翠富士一成の最大の武器は「肩透かし」技との相性が抜群
24歳・伊勢ケ浜部屋・前頭14枚目
多彩な技を持つ力士でも、四つ相撲なら「寄り切り」、押し相撲なら「押し出し」が決まり手の多くを占める。しかし、翠富士は「肩透かし」を得意技にしている、珍しい力士だ。
前に出てくる相手の肩を押して、前に転ばせるのが肩透かしという技。懐に入り、浅く差した手で半身になりながら引きつけることで、相手を前に出させる。その瞬間、反対側の肩を押すことでバランスを崩すという、相手の力を利用した高度な技だ。
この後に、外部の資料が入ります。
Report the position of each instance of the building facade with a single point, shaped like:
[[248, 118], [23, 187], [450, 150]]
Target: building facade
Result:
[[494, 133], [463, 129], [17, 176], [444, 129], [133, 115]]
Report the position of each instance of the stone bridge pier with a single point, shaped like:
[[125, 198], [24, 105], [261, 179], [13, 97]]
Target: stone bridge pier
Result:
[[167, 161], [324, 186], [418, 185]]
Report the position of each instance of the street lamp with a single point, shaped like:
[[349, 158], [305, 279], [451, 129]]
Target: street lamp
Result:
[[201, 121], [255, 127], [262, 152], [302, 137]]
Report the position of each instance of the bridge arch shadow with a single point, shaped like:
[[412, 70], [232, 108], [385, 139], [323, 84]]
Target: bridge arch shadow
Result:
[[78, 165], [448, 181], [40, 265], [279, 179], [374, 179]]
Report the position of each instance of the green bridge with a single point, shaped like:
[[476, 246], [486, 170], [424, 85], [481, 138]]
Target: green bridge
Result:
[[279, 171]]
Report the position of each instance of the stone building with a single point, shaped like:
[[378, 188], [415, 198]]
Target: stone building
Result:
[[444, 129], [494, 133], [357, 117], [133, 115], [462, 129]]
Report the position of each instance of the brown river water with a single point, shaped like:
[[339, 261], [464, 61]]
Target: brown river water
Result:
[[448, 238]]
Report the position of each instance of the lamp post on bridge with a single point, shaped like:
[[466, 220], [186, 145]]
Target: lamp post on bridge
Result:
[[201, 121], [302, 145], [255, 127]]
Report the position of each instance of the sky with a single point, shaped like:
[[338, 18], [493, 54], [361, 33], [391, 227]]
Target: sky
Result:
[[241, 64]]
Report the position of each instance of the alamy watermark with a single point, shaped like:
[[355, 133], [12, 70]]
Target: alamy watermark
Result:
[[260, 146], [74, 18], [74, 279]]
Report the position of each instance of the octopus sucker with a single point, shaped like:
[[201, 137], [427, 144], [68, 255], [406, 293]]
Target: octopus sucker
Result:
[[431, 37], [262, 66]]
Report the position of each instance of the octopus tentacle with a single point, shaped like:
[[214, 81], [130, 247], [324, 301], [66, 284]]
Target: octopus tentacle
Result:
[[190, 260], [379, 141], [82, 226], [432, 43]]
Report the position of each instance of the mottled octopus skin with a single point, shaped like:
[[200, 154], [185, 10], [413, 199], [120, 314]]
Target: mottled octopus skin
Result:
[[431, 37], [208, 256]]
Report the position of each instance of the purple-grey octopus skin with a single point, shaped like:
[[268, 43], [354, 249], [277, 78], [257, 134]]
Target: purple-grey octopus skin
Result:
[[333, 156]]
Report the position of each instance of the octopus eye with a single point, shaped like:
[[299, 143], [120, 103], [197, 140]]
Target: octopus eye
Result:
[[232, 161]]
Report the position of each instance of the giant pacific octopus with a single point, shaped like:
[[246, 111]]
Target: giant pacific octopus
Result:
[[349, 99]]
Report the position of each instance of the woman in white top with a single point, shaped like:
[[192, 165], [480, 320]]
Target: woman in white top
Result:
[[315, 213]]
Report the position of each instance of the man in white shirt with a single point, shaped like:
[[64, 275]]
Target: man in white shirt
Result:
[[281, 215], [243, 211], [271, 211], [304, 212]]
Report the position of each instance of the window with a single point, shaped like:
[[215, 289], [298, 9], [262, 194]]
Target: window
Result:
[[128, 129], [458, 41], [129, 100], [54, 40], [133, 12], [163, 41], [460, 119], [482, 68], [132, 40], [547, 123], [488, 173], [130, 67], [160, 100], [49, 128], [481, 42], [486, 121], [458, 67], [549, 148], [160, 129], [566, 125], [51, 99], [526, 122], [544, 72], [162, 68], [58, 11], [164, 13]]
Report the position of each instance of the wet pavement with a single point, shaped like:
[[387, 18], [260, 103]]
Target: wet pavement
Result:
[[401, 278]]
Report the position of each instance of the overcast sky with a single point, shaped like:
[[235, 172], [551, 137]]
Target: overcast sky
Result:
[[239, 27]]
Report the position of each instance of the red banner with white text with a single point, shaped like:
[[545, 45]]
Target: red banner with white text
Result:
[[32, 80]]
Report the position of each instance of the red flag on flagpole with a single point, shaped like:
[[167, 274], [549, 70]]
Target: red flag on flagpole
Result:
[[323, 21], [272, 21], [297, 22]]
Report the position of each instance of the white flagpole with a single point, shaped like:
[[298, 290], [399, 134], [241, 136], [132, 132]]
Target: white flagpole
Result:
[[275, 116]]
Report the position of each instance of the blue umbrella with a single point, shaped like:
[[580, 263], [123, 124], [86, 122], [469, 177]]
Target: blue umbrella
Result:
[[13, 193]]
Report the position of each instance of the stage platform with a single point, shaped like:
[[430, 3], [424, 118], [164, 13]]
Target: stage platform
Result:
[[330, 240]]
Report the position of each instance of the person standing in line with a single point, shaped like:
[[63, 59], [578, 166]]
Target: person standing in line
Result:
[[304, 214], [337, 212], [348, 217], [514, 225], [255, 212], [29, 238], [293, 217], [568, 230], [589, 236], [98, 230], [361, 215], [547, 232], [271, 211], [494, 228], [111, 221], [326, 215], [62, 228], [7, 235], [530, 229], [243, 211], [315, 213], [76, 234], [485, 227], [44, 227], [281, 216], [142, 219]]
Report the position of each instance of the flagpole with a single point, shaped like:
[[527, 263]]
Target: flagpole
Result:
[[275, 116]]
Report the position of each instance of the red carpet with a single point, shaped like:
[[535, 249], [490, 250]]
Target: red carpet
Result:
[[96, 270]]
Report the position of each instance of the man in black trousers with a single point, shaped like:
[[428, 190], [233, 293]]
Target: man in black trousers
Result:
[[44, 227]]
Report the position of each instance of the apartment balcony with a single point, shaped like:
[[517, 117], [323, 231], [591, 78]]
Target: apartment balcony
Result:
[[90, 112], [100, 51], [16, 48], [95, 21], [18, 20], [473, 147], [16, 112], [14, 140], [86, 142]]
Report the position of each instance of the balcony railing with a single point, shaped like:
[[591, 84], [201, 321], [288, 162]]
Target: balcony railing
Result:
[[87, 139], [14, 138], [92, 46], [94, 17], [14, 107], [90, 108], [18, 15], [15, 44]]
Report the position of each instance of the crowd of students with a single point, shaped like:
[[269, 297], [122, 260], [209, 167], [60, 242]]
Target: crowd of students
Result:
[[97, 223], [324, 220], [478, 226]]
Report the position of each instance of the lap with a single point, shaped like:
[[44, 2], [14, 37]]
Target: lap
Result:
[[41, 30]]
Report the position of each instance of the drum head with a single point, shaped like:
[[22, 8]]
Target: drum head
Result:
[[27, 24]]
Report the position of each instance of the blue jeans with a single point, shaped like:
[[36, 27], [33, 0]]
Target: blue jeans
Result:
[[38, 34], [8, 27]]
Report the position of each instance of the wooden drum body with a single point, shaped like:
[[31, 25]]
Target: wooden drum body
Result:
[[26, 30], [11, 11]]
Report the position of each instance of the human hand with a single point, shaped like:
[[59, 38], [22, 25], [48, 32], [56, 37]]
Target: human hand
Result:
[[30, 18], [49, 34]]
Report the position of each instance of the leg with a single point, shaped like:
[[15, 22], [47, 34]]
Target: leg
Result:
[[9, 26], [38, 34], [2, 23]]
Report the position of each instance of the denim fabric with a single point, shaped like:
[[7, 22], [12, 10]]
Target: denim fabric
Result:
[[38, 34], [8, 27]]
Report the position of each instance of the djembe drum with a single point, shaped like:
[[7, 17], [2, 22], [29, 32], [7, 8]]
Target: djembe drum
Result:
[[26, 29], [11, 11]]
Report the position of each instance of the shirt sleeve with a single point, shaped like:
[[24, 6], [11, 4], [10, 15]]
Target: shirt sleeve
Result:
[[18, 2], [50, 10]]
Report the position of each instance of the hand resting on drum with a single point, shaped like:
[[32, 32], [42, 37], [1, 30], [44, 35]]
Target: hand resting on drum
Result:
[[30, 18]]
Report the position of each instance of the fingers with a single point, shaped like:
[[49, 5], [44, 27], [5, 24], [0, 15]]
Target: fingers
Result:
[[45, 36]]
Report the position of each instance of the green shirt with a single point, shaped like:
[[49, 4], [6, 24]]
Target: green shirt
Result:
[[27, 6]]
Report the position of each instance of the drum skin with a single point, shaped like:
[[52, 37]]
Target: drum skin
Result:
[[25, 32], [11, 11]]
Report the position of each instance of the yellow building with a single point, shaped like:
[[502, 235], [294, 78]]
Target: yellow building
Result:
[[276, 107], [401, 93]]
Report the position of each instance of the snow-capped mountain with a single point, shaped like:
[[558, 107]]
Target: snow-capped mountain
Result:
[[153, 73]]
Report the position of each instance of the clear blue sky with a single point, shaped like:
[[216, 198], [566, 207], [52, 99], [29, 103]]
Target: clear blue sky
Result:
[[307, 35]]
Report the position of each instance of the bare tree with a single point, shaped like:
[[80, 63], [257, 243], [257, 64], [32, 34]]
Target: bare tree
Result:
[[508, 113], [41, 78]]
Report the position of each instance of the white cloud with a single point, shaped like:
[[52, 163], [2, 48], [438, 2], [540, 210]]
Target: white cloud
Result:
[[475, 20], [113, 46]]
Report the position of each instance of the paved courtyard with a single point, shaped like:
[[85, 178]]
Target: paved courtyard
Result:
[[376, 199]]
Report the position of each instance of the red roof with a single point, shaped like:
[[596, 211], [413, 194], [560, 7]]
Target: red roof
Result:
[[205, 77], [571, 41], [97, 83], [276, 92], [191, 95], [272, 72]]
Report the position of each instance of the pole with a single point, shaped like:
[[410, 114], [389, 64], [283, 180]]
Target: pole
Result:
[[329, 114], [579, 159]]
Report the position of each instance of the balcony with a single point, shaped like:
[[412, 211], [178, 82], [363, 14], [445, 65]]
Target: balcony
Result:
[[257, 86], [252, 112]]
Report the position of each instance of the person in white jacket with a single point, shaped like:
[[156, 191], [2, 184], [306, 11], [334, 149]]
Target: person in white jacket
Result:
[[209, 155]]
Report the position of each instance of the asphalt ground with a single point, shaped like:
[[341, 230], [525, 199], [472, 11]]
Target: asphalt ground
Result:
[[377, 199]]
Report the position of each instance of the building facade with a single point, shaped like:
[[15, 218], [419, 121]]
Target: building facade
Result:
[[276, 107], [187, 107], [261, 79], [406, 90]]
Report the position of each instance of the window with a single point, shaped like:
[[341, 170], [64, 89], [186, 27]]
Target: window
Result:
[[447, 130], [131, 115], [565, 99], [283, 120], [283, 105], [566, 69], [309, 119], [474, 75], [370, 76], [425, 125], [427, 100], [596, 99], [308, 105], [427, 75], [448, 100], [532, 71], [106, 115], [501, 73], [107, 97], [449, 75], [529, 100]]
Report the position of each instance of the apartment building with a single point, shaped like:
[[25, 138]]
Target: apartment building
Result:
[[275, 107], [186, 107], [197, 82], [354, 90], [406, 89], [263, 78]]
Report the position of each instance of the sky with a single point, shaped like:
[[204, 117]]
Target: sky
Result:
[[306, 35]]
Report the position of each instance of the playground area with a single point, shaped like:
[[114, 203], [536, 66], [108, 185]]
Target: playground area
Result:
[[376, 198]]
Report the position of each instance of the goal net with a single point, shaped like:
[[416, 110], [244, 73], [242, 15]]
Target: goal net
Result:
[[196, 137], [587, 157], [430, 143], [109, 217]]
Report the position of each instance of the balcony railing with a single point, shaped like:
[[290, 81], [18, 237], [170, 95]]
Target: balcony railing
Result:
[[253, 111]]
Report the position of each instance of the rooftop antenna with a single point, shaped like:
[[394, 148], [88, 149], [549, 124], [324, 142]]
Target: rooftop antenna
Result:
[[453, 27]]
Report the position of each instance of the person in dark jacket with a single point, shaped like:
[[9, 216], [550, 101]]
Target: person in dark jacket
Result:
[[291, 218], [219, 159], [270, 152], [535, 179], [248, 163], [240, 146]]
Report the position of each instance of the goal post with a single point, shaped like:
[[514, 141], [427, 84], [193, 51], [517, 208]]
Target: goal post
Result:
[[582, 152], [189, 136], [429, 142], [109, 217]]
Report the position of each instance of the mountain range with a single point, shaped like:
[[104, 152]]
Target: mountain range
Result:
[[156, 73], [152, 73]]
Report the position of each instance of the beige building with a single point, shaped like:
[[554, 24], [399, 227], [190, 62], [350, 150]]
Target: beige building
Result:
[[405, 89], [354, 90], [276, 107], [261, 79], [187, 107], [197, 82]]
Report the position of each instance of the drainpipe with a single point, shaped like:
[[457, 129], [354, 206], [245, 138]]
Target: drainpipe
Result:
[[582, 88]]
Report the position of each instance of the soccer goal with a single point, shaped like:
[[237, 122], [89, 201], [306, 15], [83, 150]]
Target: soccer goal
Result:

同じ伊勢ケ浜一門の親方が言う。
「師匠の伊勢ケ浜親方(元横綱旭富士)も肩透かしが得意だったが、弟子ほど多かったわけではない。翠富士はそれこそ、勝った相撲の4回に1回はこの決まり手といっても過言ではない。なぜ、そんなことになるのか、技との相性がいいとしか言えませんよ。翠富士は小兵でも、立ち合いでは真正面から当たる正攻法の押し相撲。出し投げを狙ったり、横から崩しにかかることもあるものの、まずはきちんと当たることを心掛けている。そうした相撲は、付け人をしていた兄弟子の照強譲りですね」
静岡県の飛龍高校卒業後は近大相撲部に所属したが、2年で退学。いったんは故郷に帰るも、伊勢ケ浜親方の説得でプロの世界に飛び込んだ。